(Au passage je vous conseille en replay l'émission qui est passée sur France 5 ce soir (25/06/13) sur le suicide - qui est pas mal faite, et pose les questions de base en y donnant des éléments de réponse)

Une parole autour de la mort est-elle toujours à prendre au sérieux ?

Avant de parler de sérieux, parlons de prendre en compte. Oui, une parole sur la mort, même présentée comme une provocation (je pense notamment à l'adolescence), doit être prise en tant que telle, et celui qui la reçoit doit en faire retour : il l'a entendue.

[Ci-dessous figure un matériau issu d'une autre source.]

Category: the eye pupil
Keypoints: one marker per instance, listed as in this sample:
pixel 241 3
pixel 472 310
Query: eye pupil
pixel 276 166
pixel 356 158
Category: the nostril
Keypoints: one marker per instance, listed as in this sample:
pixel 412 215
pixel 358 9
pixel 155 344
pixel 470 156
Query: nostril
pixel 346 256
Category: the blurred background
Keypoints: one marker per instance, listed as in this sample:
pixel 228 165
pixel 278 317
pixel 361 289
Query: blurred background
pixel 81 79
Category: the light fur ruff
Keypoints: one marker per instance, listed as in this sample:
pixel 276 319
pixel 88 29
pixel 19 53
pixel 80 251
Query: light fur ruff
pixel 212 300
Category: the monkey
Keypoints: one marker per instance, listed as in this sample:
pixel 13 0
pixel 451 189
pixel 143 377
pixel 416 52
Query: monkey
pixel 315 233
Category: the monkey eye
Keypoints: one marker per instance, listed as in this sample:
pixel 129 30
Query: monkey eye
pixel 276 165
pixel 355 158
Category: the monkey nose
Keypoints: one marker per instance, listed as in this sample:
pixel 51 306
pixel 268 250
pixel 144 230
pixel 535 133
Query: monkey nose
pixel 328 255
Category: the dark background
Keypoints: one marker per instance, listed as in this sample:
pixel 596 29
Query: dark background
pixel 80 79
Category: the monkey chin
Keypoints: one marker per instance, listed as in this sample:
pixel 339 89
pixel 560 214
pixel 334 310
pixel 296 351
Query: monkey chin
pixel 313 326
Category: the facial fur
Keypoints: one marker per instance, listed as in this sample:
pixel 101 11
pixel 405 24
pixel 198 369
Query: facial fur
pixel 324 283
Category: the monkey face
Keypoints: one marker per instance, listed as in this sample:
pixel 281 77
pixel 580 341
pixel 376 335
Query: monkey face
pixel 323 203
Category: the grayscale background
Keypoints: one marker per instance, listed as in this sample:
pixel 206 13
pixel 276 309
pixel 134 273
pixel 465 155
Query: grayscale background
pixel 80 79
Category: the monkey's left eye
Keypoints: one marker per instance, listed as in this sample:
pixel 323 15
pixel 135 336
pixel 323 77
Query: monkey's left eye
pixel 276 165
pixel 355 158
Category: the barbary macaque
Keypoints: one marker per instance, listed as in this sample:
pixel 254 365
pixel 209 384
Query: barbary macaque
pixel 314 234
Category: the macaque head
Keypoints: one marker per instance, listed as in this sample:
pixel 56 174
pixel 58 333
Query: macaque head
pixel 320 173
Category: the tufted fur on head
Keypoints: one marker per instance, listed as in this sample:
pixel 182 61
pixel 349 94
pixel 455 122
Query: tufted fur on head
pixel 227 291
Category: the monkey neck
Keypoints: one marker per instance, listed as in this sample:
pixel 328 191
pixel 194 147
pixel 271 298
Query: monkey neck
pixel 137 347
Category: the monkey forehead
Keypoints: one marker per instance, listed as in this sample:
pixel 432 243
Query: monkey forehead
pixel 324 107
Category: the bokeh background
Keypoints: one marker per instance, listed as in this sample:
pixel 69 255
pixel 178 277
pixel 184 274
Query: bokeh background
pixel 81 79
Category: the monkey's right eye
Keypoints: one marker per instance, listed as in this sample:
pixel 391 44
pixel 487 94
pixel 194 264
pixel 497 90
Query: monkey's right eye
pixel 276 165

L'imprévisibilité, les passages à l'acte impulsifs existent. Mais ce ne sont pas les tentatives de suicide les plus nombreuses. Il y a souvent des signes, des sortes d'appels, de SOS lancés à l'entourage - qui peut être familial, social, scolaire, amical. Des changements d'habitude, des paroles, des mots, des écrits, des dessins, des choses affichées qui semblent inquiétantes. Des dons d'objets, un changement d'humeur inexpliqué - qu'il soit positif ou négatif, un mutisme soudain, des scarifications. Bref, tout ce qui peut alerter, inquiéter - il faut prêter attention à tout cela.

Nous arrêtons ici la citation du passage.